• National

    Trump Team Seeking Excuse for Military Action Against Syria

    The foreign minister says Tel Aviv and Washington have at various junctures made attempts to “boost the morale of the terrorists” when they suffer defeat

    Washington is looking for some "excuse" to take military action against Damascus, Foreign Minister Mohammad Javad Zarif said on Tuesday, a day after US President Donald Trump promised quick, forceful action in response to an alleged chemical attack by Syrian government forces. 

    "It seems the US government is seeking an excuse to [militarily] intervene in the country," Zarif told reporters as he began an official visit to Brazil, IRNA reported. 

    As at least one US guided-missile destroyer moved toward the Syrian coast, Trump told a meeting with military leaders and national security advisers that he would soon make a decision following the attack that allegedly occurred late on Saturday, Reuters reported. He said the United States has “a lot of options militarily” on Syria.  

    In addition, the US ambassador to the United Nations, Nikki Haley, said Monday that Washington “will respond” to the alleged gas attack in Douma, a rebel-held town in Eastern Ghouta, regardless of whether the UN Security Council acts or not. 

    Moscow and Damascus have dismissed the reports blaming the Syrian government, with Russia saying it has found no traces of a chemical attack in the Syrian town, RT reported. 

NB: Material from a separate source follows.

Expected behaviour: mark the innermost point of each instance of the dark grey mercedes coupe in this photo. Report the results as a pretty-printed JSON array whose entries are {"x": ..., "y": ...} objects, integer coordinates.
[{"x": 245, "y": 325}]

      Lifting Moral of Terrorists 

    Zarif said, "The Islamic Republic has a very clear stance on chemical weapons and condemns its use by any party and against any party." 

    Tel Aviv and Washington have at various junctures made attempts to "boost the morale of the terrorists" when they suffer defeat, the minister added, referring to missile strikes on a major airfield in central Syria on Monday that Moscow and Damascus have blamed on Israel. 

    Israel, which has struck Syrian army locations many times in the course of Syria's 7-year-old civil war, has neither confirmed nor denied mounting the raid. It rarely acknowledges individual strikes.  

      Continued Support 

    Ali Akbar Velayati, a foreign policy advisor to the Leader of Islamic Revolution, on Tuesday reiterated Iran's continued support for Syrian President Bashar al-Assad as well as the country's territorial integrity and sovereignty.  The military achievements of the Syrian army, particularly in the besieged Eastern Ghouta, have "riled" the enemies and that is why they are making "false" accusations against the Arab state, he told IRNA in Damascus, where he was scheduled to attend an international conference on Palestine. 

      Implicating Syria 

    Alaeddin Boroujerdi, chairman of Majlis National Security and Foreign Policy Commission, believes that the new accusations are aimed at "implicating" the Syrian government.

    "The Syrian government has the upper hand, and, based on political and military calculations, there is no point in using chemical weapons," ICANA quoted him as saying on Tuesday. 

    Syria, a signatory to the Chemical Weapons Convention, denies it possesses chemical weapons and has branded the use of such arms "immoral and unacceptable".